Davis began his NFL career with four consecutive 1,000 yards seasons and got better with each year, rushing for 1,117 yards as a rookie in 1995, 1,538 yards in 1996, 1,750 in 1997 and finally winning his first NFL rushing title with 2,008 yards in 1998. He helped the Broncos win consecutive Super Bowls in 1997-98 — but a knee injury in the opening month of the 1999 season derailed his career.
Davis returned in 2000 and wound up playing parts of two more seasons, rushing for fewer than 1,000 more yards, before retiring. The brevity of his career overshadowed the brilliance of it. He became eligible for the Pro Football Hall of Fame in 2007, but it took him nine turns as a semifinalist before finally reaching the room as a finalist for the Class of 2015.
There was a strong public push for Davis to be recognized by Canton. He deserved to be discussed as a Hall-of-Fame finalist before his brilliance was lost in the pages of history. There was no such push for Chuck Foreman because, sadly, his brilliance has been lost in the pages of history.

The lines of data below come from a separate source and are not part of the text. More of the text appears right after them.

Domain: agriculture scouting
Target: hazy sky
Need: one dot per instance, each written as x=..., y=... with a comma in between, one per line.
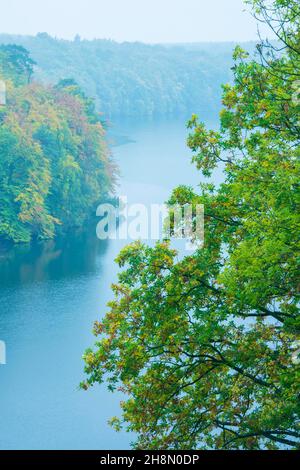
x=130, y=20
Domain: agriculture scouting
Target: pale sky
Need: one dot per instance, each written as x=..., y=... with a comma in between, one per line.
x=149, y=21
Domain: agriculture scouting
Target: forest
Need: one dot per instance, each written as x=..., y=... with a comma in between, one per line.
x=55, y=165
x=133, y=79
x=206, y=348
x=199, y=349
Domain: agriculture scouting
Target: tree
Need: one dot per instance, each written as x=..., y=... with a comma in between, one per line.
x=204, y=348
x=55, y=167
x=16, y=63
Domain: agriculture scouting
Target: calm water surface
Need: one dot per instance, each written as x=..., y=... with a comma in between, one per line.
x=50, y=295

Like Davis, Foreman had a three-year window in the 1970s when he was the game’s best back. He was the NFL Offensive Rookie of the Year for the Minnesota Vikings in 1973 when he rushed for 801 yards and caught 37 passes. That was back in the days of 14-game seasons when 1,000 yards by a back were rare. There were only five of them that year.
Foreman then led the NFL in touchdowns with 15 in 1974, led the league in receiving with 73 catches and also finished second in TDs with 22 in 1975, then led the NFL in touchdowns again with 14 in 1976. He went to the Pro Bowl each of his first five seasons and during one stretch rushed for 1,000 yards for three consecutive years (1975-77).

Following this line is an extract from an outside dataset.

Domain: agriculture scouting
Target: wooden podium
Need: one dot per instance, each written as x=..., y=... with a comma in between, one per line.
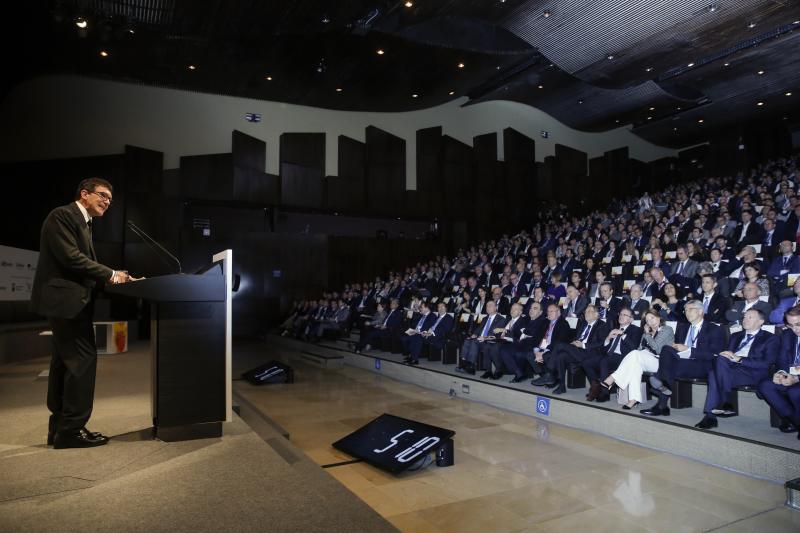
x=190, y=345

Foreman’s hands and legs helped Minnesota reach three Super Bowls in his first four seasons. Had the Vikings won just one of those Super Bowls, Foreman likely would already have been a finalist and in the discussion of the game’s all-time great backs.

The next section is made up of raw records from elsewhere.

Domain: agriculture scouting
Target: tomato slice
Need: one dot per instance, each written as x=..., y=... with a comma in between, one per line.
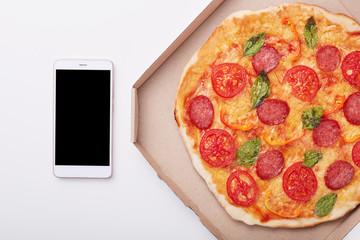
x=217, y=147
x=241, y=188
x=304, y=82
x=228, y=79
x=299, y=182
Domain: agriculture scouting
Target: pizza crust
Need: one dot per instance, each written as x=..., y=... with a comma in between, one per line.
x=238, y=213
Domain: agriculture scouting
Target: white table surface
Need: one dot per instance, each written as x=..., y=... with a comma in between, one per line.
x=134, y=203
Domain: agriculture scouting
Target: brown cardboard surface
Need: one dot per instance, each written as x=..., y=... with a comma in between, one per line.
x=156, y=134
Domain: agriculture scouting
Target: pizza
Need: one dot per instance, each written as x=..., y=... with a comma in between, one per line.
x=269, y=111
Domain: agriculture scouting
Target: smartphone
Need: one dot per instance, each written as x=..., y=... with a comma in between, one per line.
x=83, y=118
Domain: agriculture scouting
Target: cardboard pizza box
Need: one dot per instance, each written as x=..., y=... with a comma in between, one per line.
x=156, y=135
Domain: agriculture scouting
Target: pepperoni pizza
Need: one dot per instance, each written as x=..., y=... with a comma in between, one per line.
x=269, y=110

But unlike Davis and his Denver Broncos, Foreman and his Vikings lost all of those Super Bowls by double-digits to Miami in 1973, Pittsburgh in 1974 and Oakland in 1976. Foreman suffered a knee injury in 1979 that not only cost him two games but also his starting job. He played one final season with New England in 1980 before retiring at the age of 30.
Foreman has been eligible for the Hall of Fame for 30 years but has never been in the room to be discussed as a finalist. His fate is now in the hands of the senior committee, which resurrected the candidacy of one of his teammates in 2015. Center Mick Tingelhoff waited 32 years to finally get into the room as a finalist and was elected to the Class of 2015.
Two other teammates also gained enshrinement after lengthy waits — defensive end Carl Eller and safety Paul Krause. Eller was elected in his 20th year of eligibility and Krause after 14 years. Had the Vikings won just one Super Bowl in the Bud Grant era, all those waits might have been cut in half.
“Being No. 1 is great,” Foreman said. “But being No. 2 isn’t all that bad. Does anyone understand how difficult it is just to get there?”
The Vikings won 69 percent of their games and six division titles in Foreman’s seven seasons in Minnesota. He caught nine touchdown passes in 1975 and rushed for 200 yards in a game against Philadelphia in 1976. He also was on the verge of very rare triple crown in 1975.
Foreman entered the season finale at Buffalo with a chance to lead the NFC in rushing, receiving and scoring. He rushed for 85 yards and four touchdowns into the third quarter but was struck in the eye with a snowball thrown from the stands. Foreman suffered blurry vision, which knocked him out of the game for the final 20 minutes. He wound up falling one touchdown short of the NFL scoring record and six yards short of an NFC rushing crown but did hold on to that NFL receiving title.
Foreman was as complete a back as there was in the NFL. But no one seemed to notice then — nor are they noticing now.
“It’s baffling to me,” Foreman said. “Was it the Super Bowls? I always felt the Hall of Fame was an individual award, not a team award. It’s your production on the field, not so much the team production. I see these other guys in (Canton), and I guess they’re all deserving. But if they’re deserving, then I’m deserving.”
I can’t argue with him. But no one else seems interested in hearing the argument.